Aïe ! Demain soir, pas possible, j'ai rendez-vous avec Mr Biscotto. Je pourrais décommander, après tout... non, Michelle, il ne faut pas mettre tous tes œufs dans le même panier. Comme dit Josie, rien n'est joué, je ne peux pas tout lâcher pour lui. Je ne dois pas refaire la même erreur. Laisser un mec décider de mon bonheur. Surtout que je ne sais même pas ce qu'il veut réellement.
- Non, demain je suis déjà prise. Ce soir, tu serais disponible ?
- Ah... oui, mais seulement à partir de 18h.
- Parfait. Je finis à 18h. Donnons-nous rendez-vous à 20h. Le Venice Ice Cream, tu connais ?
- Euh... oui...
- Alors, à tout à l'heure.
Je raccroche et regarde le combiné, incrédule. Est-ce que c'est bien moi qui viens de parler de cette manière à l'homme qui enflamme ma petite culotte ? Je relève la tête vers ma meilleure amie. Elle a les mains sur la bouche et les yeux écarquillés. Merde, j'ai fait une connerie. Soudain, elle explose dans un cri strident et se jette sur moi.
- Bon sang, Michelle, je suis sur le cul. Te voir parler comme ça avec un homme, sans te refermer sur toi-même, c'est juste un miracle. Je suis si fière de toi !
Je reste figée, tandis qu'elle me serre si fort que je vais sûrement mourir par asphyxie. Je ne me reconnais pas non plus. C'est moi qui viens de parler avec autant d'aplomb avec Christian ? Je crois que c'est plus grave que je ne le pensais. Le fait de vouloir porter des robes de temps à autre n'était qu'un symptôme. De toute évidence, je suis vraiment en pleine mutation. Pourtant, les tremblements de mes mains me démontrent que ce n'est pas si naturel et facile que ça.
- Bordel, Josie, qu'est-ce que je viens de faire ? Un rendez-vous avec Christian, en dehors de sa maison ou de son cours de yoga... et sachant comment ça s'est terminé la dernière fois... je crois que je vire folle.
- Mais non, tu prends confiance, ma chérie. Tu oses t'affirmer. Tu n'as plus peur de te retrouver avec un homme à qui tu pourrais éventuellement plaire.
- Tu te fiches de moi ! Regarde mes mains.
Elle les prend dans les siennes, sans même y jeter un coup d'œil. Ses yeux chocolat accrochent les miens, sans détour.
- Tu vas aller à ce rendez-vous et tu vas assurer. Sois toi-même, sois la Michelle que je vois devant moi. Je suis certaine que tu n'en feras qu'une bouchée.
Je secoue la tête avec vigueur. Je vais me planter, lamentablement.

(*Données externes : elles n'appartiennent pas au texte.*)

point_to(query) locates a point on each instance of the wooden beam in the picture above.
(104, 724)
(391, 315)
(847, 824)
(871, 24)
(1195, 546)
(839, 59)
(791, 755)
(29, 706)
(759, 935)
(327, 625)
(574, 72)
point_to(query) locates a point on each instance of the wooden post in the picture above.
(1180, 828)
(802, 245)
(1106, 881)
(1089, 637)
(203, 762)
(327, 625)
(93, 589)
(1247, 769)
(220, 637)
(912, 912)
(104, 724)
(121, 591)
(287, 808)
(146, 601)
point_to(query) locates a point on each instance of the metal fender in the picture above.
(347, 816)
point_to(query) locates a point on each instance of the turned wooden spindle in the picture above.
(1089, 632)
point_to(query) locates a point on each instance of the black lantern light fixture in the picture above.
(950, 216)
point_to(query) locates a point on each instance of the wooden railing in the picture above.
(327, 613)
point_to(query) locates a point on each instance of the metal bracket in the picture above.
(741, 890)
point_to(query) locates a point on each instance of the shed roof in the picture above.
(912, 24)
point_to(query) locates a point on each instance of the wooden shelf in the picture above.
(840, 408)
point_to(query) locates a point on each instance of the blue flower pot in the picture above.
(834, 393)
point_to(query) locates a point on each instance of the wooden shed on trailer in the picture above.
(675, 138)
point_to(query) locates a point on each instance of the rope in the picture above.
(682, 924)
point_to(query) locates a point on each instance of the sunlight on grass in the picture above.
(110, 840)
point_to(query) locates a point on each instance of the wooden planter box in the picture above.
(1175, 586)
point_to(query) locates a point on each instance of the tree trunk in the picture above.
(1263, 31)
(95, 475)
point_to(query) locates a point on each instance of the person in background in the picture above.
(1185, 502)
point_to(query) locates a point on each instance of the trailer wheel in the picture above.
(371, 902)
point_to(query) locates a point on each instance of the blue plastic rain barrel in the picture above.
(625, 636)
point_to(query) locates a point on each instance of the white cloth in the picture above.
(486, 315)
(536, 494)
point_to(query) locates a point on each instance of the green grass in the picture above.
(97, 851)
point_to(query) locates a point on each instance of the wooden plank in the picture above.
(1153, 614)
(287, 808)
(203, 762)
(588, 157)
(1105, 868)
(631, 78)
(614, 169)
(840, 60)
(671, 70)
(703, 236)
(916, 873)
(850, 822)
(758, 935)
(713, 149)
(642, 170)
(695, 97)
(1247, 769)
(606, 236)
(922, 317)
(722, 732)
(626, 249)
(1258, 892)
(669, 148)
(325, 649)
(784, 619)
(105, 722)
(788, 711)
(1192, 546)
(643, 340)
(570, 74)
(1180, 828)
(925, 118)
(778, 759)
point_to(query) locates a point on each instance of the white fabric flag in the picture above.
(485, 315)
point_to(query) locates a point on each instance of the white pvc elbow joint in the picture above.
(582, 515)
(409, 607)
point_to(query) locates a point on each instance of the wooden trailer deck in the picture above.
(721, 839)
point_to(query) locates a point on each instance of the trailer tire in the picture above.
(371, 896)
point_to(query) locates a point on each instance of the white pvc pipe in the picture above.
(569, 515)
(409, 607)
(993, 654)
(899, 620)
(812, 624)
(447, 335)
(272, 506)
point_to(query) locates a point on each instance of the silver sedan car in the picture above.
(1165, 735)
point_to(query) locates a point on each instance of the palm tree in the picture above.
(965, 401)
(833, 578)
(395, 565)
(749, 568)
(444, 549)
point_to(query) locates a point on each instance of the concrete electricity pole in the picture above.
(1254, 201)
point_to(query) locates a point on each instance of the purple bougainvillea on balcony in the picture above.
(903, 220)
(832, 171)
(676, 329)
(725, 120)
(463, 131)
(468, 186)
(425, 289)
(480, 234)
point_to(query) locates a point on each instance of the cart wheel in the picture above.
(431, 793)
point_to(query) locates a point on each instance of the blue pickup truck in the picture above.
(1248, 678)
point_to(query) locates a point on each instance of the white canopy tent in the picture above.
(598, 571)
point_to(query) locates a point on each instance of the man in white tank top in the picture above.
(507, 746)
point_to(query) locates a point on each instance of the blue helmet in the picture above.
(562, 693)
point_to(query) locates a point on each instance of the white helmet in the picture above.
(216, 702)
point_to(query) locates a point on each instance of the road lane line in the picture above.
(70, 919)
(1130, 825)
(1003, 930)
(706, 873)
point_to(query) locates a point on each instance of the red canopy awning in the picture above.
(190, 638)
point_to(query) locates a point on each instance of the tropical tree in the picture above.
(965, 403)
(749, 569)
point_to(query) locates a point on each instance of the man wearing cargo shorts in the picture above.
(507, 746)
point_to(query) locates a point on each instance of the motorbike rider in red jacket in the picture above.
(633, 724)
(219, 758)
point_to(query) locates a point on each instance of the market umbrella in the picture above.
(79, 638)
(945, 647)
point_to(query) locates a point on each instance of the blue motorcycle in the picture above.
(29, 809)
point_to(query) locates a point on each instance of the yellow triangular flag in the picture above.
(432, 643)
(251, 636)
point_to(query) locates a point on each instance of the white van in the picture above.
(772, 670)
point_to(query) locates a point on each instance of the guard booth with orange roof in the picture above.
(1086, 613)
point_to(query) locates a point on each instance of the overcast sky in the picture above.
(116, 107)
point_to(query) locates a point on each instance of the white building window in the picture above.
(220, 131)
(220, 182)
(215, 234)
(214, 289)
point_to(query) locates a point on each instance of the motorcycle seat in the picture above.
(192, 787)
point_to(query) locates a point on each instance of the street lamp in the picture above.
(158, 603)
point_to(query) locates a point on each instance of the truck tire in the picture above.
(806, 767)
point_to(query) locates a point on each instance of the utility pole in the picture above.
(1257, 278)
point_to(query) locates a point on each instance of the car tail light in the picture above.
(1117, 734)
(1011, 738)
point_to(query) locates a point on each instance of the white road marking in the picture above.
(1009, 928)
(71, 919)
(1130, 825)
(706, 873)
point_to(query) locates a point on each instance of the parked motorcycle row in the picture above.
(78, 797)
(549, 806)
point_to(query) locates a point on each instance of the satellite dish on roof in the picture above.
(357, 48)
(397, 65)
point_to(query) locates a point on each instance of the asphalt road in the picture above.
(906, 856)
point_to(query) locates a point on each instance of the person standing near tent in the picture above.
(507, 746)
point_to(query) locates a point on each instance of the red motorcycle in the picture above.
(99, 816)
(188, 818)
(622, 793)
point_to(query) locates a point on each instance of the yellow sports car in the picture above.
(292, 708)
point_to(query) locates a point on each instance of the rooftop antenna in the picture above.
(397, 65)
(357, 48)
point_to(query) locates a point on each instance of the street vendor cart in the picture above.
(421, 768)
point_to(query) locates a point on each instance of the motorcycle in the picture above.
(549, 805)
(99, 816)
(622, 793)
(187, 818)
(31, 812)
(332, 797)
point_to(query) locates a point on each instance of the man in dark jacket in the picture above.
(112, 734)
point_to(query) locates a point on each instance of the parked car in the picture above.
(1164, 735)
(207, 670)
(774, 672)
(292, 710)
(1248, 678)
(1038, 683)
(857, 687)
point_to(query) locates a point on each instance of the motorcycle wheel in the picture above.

- Et puis, je te l'ai déjà dit. Si le blondinet laisse passer sa chance, tu pourras te rabattre sur le Dom Juan du club. Au moins, avec lui, c'est sûr que tu finiras en position horizontale avant même de pouvoir le dire.
Elle éclate de rire devant mon air choqué. Non mais celle-là, vraiment, elle ne sait pas se tenir. Je ne sais pas si j'arriverai un jour à penser comme elle.J'avale une grande gorgée de limonade pour essayer de faire descendre la boule d'angoisse qui vient de se former dans ma gorge. Je suis dans de beaux draps.